The banning reflex has infected other spheres of public life as well. Jack Straw says he supports the banning of videos showing alleged incidents of "happy slapping"
which have been uploaded to sites such as YouTube. Rather than relying on those who moderate the site to remove such content, the urge to legislate kicks in yet again. That those behind the site can easily see who's uploading the videos, with the possibility that their IPs could be traced and given over to the police to investigate any breaking of law doesn't seem to occur, when politicians can instead get their names in the papers attacking the latest outrage. One such politician, Keith Vaz, previously known only for the Hinduja passport scandal, has been leading a one man campaign against the Bully video game, which has yet to be even released in Britain. Most of the initial controversy surrounding the game was the impression that the player would control a bully inside a school. The player actually assumes the role of a teenager dealing with school life in general, rather than as a one-dimensional hell raiser. The game has been given a 15 certificate by the BBFC, which is light considering its alleged content, and the fact that the board tends to be harsher on video games than it is on films, giving the original Grand Theft Auto an 18 certificate. Other recent demands for action have involved violent pornography, a campaign set in motion by the death of Jane Longhurst. The man convicted of her murder, Graham Coutts, was this week granted a retrial after the appeal court judges ruled that the jury should have been given the option of convicting him of manslaughter rather than murder, as Coutts has always maintained that Longhurst died as a result of consensual sex involving asphyxiation. Despite the lesson from the past in the Dangerous Dogs Act, which proved unenforceable and farcical, the News of the World has launched a campaign against “devil dogs” after a number of high profile cases involving children being savaged.

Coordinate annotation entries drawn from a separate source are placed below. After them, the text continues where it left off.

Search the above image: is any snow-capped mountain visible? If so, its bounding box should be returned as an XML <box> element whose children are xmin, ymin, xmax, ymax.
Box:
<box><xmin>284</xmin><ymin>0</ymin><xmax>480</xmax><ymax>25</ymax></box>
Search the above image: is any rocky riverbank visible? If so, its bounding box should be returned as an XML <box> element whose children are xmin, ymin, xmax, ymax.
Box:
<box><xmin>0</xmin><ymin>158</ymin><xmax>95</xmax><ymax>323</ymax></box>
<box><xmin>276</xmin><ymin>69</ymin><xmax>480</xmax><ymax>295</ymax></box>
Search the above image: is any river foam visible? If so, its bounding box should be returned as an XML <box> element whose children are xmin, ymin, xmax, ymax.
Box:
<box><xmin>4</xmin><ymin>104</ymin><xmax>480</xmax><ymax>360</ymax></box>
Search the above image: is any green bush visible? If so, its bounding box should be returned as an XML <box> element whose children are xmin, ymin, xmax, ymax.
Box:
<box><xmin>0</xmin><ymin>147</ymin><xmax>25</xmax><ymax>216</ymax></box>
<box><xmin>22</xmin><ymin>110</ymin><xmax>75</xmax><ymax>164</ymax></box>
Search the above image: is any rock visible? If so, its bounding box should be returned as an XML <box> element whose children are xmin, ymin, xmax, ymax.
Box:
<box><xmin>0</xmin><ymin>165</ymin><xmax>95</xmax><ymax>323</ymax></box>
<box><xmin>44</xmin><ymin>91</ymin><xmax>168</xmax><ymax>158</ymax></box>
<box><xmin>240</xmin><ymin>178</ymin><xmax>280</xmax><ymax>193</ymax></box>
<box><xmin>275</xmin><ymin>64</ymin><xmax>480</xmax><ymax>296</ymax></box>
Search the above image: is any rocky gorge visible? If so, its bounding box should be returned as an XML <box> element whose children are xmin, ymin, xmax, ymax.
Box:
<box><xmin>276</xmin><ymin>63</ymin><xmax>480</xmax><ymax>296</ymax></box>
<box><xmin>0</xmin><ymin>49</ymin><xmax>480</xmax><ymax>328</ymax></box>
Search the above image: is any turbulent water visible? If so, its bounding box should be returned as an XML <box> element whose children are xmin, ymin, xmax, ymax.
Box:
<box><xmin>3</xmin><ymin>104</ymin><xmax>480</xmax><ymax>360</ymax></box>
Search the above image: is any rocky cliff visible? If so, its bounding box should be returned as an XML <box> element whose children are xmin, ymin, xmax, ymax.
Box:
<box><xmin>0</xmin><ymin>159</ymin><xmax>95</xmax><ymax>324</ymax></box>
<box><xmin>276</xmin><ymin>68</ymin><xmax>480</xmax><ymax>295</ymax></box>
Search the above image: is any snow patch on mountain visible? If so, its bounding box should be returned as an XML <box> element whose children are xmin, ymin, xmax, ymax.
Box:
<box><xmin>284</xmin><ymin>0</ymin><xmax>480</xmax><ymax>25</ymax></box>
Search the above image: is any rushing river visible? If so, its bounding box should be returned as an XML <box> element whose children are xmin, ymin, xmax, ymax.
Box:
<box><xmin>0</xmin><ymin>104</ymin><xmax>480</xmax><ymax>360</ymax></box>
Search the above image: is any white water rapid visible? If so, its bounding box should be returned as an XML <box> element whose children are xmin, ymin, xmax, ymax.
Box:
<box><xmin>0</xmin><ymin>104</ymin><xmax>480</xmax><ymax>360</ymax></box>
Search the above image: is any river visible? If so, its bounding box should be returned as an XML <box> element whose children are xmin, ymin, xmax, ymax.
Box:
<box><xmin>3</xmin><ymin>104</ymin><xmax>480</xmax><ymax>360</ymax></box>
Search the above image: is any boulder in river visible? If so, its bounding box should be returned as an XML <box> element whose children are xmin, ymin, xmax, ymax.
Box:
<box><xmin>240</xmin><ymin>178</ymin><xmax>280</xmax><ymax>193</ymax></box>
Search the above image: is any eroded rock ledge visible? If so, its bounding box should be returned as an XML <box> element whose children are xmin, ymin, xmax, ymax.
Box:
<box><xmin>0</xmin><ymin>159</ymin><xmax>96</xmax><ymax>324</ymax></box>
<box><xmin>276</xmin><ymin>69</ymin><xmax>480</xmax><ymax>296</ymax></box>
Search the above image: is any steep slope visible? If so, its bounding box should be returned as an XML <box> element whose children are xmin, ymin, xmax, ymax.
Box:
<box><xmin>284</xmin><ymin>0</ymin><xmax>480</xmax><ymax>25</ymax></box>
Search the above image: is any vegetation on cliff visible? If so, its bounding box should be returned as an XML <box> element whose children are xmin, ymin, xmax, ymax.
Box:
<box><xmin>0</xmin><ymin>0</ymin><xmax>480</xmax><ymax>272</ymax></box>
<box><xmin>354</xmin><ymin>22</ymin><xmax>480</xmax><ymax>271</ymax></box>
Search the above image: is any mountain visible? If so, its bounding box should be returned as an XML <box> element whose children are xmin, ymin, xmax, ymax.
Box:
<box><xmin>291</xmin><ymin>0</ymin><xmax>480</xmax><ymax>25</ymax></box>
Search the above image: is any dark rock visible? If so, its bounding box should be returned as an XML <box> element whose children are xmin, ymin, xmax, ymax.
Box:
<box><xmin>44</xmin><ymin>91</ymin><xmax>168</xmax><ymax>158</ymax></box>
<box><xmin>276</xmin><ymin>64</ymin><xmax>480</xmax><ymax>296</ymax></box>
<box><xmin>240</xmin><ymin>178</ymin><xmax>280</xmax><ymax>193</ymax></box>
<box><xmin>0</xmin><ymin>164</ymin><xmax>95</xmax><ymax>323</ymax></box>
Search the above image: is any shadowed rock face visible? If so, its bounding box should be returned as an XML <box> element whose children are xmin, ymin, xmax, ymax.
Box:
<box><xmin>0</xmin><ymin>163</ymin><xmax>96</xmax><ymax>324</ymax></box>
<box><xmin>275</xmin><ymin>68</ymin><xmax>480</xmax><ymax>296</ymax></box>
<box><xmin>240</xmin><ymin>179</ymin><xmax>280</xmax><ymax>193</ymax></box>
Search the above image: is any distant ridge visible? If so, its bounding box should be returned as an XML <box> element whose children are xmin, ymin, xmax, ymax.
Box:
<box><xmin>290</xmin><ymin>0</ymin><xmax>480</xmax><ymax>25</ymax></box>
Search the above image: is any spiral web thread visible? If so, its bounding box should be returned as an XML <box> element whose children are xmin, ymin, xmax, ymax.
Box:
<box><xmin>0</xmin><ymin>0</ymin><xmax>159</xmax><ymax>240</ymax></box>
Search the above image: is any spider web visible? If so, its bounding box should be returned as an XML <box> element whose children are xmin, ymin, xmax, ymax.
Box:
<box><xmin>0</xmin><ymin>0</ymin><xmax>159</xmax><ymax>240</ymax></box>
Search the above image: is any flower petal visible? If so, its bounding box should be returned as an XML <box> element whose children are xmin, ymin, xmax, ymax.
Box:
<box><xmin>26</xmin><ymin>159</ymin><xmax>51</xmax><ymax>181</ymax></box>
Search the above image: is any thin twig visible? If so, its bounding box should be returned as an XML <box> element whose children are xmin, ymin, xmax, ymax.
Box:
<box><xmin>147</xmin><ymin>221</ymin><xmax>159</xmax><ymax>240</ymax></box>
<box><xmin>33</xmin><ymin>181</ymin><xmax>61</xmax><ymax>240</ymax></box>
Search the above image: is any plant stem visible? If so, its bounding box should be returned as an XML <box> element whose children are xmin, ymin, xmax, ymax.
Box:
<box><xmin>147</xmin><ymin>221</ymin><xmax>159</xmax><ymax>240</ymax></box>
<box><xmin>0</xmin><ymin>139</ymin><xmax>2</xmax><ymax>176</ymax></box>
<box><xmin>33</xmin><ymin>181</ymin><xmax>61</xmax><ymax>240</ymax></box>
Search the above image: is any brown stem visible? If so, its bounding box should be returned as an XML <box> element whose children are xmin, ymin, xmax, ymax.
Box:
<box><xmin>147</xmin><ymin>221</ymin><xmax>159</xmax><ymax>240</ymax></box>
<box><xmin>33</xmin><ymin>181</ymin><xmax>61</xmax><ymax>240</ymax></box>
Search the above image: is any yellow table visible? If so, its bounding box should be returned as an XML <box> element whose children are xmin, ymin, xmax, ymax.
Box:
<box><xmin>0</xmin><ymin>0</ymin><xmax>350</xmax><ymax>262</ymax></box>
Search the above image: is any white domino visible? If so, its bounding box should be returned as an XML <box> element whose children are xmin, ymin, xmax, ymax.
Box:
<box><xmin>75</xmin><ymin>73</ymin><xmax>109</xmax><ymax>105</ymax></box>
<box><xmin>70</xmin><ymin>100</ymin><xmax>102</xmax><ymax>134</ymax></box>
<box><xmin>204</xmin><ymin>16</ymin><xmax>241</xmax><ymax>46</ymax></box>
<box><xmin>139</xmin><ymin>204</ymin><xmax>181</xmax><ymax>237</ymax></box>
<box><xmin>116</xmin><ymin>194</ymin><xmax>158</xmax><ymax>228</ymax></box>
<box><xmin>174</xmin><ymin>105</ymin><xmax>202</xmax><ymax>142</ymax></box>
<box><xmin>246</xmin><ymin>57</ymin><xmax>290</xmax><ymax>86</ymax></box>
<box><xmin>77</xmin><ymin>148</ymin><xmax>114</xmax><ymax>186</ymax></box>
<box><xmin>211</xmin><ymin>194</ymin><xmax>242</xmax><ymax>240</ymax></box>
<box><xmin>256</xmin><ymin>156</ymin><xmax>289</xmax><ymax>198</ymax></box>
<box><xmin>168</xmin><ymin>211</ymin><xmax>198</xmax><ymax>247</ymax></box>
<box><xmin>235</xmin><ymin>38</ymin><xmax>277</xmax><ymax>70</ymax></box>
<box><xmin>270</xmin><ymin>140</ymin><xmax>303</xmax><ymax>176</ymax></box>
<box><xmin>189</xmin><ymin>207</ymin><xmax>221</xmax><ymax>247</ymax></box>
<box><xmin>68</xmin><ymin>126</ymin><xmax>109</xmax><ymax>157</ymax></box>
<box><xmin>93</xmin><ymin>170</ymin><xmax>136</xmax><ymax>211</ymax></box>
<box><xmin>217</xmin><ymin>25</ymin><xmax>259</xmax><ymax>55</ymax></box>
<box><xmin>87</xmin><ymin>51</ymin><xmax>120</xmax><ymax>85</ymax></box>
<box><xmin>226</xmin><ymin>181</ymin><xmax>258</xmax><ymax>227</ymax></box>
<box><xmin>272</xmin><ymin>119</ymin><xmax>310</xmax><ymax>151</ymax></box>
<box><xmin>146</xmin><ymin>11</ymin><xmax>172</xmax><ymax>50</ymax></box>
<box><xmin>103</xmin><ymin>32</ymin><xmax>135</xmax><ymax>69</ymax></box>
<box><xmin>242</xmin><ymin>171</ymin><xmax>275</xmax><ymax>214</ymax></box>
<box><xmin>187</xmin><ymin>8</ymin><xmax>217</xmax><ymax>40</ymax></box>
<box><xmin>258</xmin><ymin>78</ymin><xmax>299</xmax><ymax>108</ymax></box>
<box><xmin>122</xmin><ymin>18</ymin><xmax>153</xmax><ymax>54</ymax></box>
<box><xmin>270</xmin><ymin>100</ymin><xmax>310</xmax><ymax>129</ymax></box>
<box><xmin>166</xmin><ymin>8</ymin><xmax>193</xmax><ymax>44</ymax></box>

The reliance on the long arm of the law to save us from the outside and the unknown is based primarily on the the fact that gesture politics is at the heart of British parliamentary life. It's so much easier to focus on one seemingly insignificant but important issue to the public than try to make radical, long-term changes to either the constitution or employment, say, which effects everyone rather than a distinct but vocal minority. The media, who demand something new every day, have their own poisonous role in this discourse. Coupled with the tabloid reliance on distortion, sensation and outrage, an issue such as "video nasties" one of the most ludicrous and unfathomable moral panics of the 80s, becomes irresistible to the average unknown MP and suddenly makes the front pages. John Reid's decision to see no ships, a completely craven and ridiculous sop to Rebekah "Red Mist" Wade, is a case in point. Sadly, there is no sign that sanity is waiting to emerge, and with circulation of the tabloids apart from the Daily Mail plummeting, the worst could if anything be yet to come.

P.S. The Scum's chief slapper, err, I mean Britian's favourite page 3 girl, goes, um, undercover, wearing a niqab. Unsurprisingly, she concludes that her way of life “feels more free and empowering”. It also involves her being paid a huge amount of money just to take her clothes off, which doubtless has no influence on her point of view.